In 2014, the Brooklyn-based writer and Time magazine columnist Allison Yarrow—pregnant for the first time—decided she’d plunge into the plethora of self-help books that market themselves to young, expectant moms.
It proved to be a discouraging exercise.
“Much of the literature I encountered either infantilized or cosseted pregnant readers, belittled our assuredly doofy husbands or evangelized its preferred birth ideology while knocking down the competitors,” Yarrow wrote in her subsequent column “Why Most Pregnancy Guides Are a Total Turnoff.”
Among the guides Yarrow found was one that’s pretty much impossible not to find: What to Expect When You’re Expecting. The book is a monster best-seller that’s now in its fifth edition. It enjoys the distinction of being the most-read pregnancy guide in the United States.
But Yarrow’s take was a decided meh, and the same or worse went for her expectant-mom friends, who referred to the book as “judgey,” “too cutesey” and just “Ugh, hated it.”
Ouch. How is it that a wildly successful guide could garner such a lukewarm response? Well, tastes vary of course, but one reason might be that Yarrow (and presumably the friends she consulted) is a millennial. And this—as many marketers have already learned through personal experience—changes things considerably.
“Millennial moms are savvy—we have books, apps, social networks and incredible communities on and offline where we can learn about pregnancy and childbirth,” Yarrow tells Adweek. “With online communities, we can ask specific, personal questions and get real-time responses.”
Which might be another way of saying: Guidebooks for moms are just that—something mom had in her dresser, while the kids have simply moved on.
And yet dismissing What to Expect as a hanger-on from the pre-internet era would be unfair and misleading, because What to Expect has in fact moved on. Though some Americans still associate the brand name with those hefty paperbacks (the current edition is 656 pages), What to Expect has morphed into a diversified, multiplatform media brand that not only reaches 16 million people per month, it reaches 90 percent of them via mobile devices.

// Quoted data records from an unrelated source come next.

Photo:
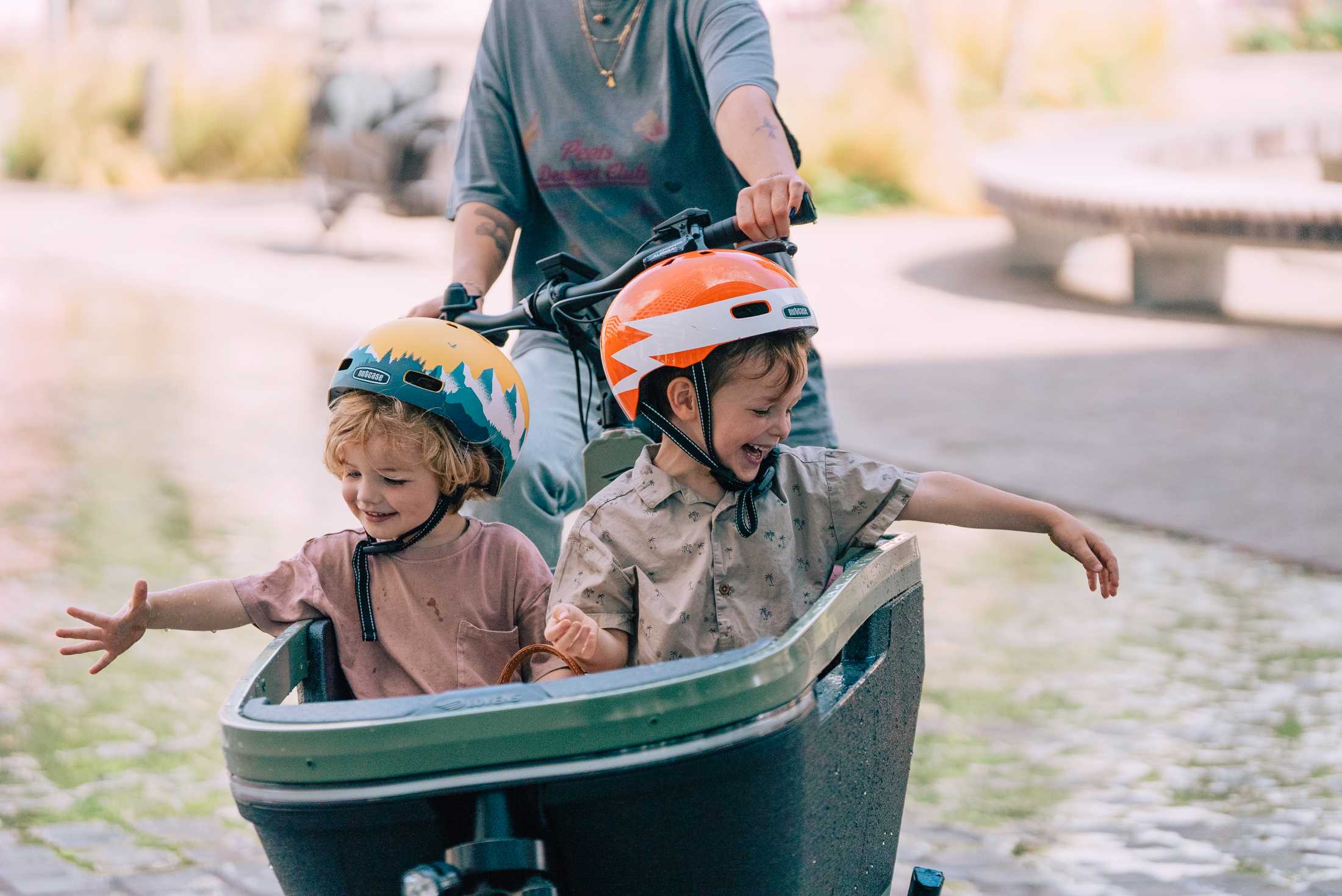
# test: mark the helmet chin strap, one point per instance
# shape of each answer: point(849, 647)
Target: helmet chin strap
point(748, 520)
point(364, 575)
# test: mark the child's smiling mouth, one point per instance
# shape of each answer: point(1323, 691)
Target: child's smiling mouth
point(755, 454)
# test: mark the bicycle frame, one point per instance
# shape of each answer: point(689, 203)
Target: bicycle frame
point(564, 304)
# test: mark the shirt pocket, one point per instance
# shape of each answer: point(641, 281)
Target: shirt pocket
point(482, 654)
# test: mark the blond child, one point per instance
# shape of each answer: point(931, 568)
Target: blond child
point(425, 415)
point(721, 534)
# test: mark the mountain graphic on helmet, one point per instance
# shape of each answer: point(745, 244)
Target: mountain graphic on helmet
point(450, 372)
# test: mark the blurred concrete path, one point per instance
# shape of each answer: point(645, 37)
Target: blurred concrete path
point(937, 356)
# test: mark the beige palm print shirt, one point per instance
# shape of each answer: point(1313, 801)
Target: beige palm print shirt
point(651, 557)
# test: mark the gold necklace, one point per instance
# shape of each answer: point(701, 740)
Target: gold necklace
point(619, 42)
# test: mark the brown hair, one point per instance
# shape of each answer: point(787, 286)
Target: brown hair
point(361, 416)
point(788, 348)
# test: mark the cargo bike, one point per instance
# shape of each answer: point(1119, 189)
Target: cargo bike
point(777, 767)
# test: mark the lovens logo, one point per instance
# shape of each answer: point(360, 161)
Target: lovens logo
point(474, 703)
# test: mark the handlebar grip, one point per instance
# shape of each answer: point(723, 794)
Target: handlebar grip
point(725, 234)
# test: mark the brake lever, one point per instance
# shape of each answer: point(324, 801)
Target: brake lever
point(770, 247)
point(457, 301)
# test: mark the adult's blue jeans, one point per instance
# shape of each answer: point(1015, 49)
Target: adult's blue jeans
point(547, 482)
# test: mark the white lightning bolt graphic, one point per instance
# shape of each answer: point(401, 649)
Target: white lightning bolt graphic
point(705, 325)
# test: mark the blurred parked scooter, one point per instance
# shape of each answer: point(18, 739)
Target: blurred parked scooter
point(380, 135)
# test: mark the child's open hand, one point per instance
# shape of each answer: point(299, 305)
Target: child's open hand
point(1090, 550)
point(572, 631)
point(110, 634)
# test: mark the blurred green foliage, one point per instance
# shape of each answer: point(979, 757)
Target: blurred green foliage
point(878, 143)
point(1318, 29)
point(85, 126)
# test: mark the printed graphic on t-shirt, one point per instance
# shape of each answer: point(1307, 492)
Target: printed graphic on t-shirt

What to Expect’s app, for example, boasts features like a weekly tracker that shows a baby’s development (measured in fruit sizes) and a “pregnancy clock” that promises “actionable tips synchronized to the time of day.” Both the app and website give users access to the What to Expect community of expectant moms who, divvied into groups like “35+ First Time Mommies to Be” and “C-Section Mamas,” participate in an open exchange of information, offering advice and sharing personal stories. The community now includes 18 million women, and a new post appears on the site every three seconds.
Not all the moms are millennials of course, but the diversity and volume of content the community creates is totally in keeping with Gen Y tastes. “Millennial moms consume and engage with information and products across various screens and devices,” says What to Expect’s evp and gm Michael Rose. “To fulfill our mission, we need to reach expecting moms and parents where they are, and we need to tailor our offerings to those platforms and screens.”
Yet, even as What to Expect has diversified to appeal to the latest generation of moms—and even though it remains the dominant source of pregnancy information out there—the mores of the millennial generation have clearly changed the pregnancy-information game. They’ve given rise to a vanguard of new online platforms that have not only raised the stakes for all content providers introducing themselves to new and expectant moms, but also given What to Expect a degree of competition that simply didn’t exist just a generation ago.
The birth of a revolutionary brand
What to Expect reaches back to a time before most of today’s millennials were even born. In 1983, New Yorker Heidi Murkoff was navigating the early days of her first pregnancy with no idea of how to handle it. (“Let’s just say I didn’t always know what to expect,” she deadpans.) When Murkoff went looking for an informational book to read, she found … not much.
“There were a couple of books on the market, but they weren’t relatable or reassuring, and they definitely weren’t written by someone who knew what I was feeling,” recalls Murkoff, who also didn’t feel comfortable asking her physician about some of her concerns. In that physician-as-god era, she says, “doctors weren’t relatable, either.”